Genital matters have come to the forefront in the barracks at Cooperstown. The coaches realized that they had more than baseball to deal with yesterday when several players complained that they were itchy underneath their baseball pants. It’s no wonder; they wear sliding shorts and play in the hot sun, then head to the barracks and trade pins and eat lunch before they shower.
They’re required to wear their bathing suits in community showers, and apparently the lack of privacy and nudity has hampered their bathing efforts. The buildup of dust and sweat in such a tender area has resulted in a condition that Bill bluntly calls “crotch rot.” Regardless of its true name, once a couple of players contracted it, the disease became a badge of honor. It’s become widespread, so although some of our guys are walking a bit gingerly, they’re holding their heads high. We’re hopeful that the tutorial on scrotal cleansing and the ointment our team doctor has administered will lick the problem.

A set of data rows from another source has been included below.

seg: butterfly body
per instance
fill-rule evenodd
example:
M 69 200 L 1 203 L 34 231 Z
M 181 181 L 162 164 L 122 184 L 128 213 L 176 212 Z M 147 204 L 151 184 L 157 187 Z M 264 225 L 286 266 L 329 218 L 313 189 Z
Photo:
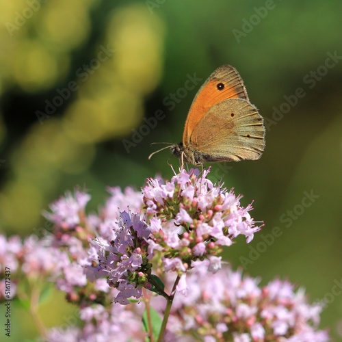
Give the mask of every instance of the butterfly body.
M 189 111 L 183 141 L 171 146 L 184 161 L 258 159 L 265 148 L 263 119 L 248 100 L 233 66 L 216 69 L 196 94 Z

Tuesday morning we played the North Carolina Riptide. Before the game we were warned that the Riptide had a “troublesome parent” among their fans, who would be escorted away by security if he had another outburst. This was heartening, as we had missed the holiday fireworks due to baseball, and we felt we deserved some. We spent the game leaving men on base at the end of each inning and scanning the opposing team’s fans for the offender. Could it be the man in the red polo? The one in the orange and white T-shirt? Sadly, we lost the game, the fan behaved himself and we left the game feeling we’d lost twice.
Losing doesn’t affect the spirit of our cheering section, which appears to be one of the strongest at the park. We haven’t seen another team sing the ESPN theme in harmony, act out a riptide, namecheck the players in order, or yell, “Let’s get up in their kitchen, Blaze!” or “Tag the bag!” with such fervor. We’ve recently added “Shake and Bake!” to the repertoire, which hasn’t helped the team but cracks up the stands.
Tuesday afternoon we were surprised when West Pines Florida’s high school football team showed up in baseball uniforms ready to play. The Guinness Book of World Records needs to head down there when updating its entry for “World’s Largest 12-year-old,” as the team had fourteen contenders. Finn pitched and I tried yelling, “Give ‘em your easy greasy, baby!” but he shook me off, and I reverted to more traditional forms of encouragement.
If you’re organizing a baseball team, it helps to have a parent who owns two gourmet restaurants with you. After three days of pizza and chicken fingers, parents and players were getting grumpy. We gathered at a house and worshipped at the chef’s altar as he directed the preparation of grilled chicken and flank steak, guacamole, Greek salad, and four cheese macaroni. Our able bartender Ephraim (his choice of pseudonym) continued his winning streak, serving beer, wine, and exotic mixed drinks.
Although we thought this was going to be a family vacation, I haven’t spent much time with Bill at all, as he’s staying in the barracks with the team. We’ve resorted to kissing through the fence at the start of each game. The cookout gave us time to sit down together and talk. That’s when I learned about the itch. I also found that this is many of the boys’ first experience dressing and undressing in front of others. Bill said he stripped down the other night while our pitcher looked on and said, “That just don’t bother you none at all, does it? “
I also discovered that the Cooperstown laundry service, while highly praised, hasn’t been so dependable for our team. The Blaze has sent off the correct number of uniforms but received only partials back, and Bill’s underwear is AWOL in the Park, rather than on his derriere.
We appreciate all your well wishes. Our team isn’t nearly the best here, but we’re set on having the best time of any group, and so far we’re succeeding.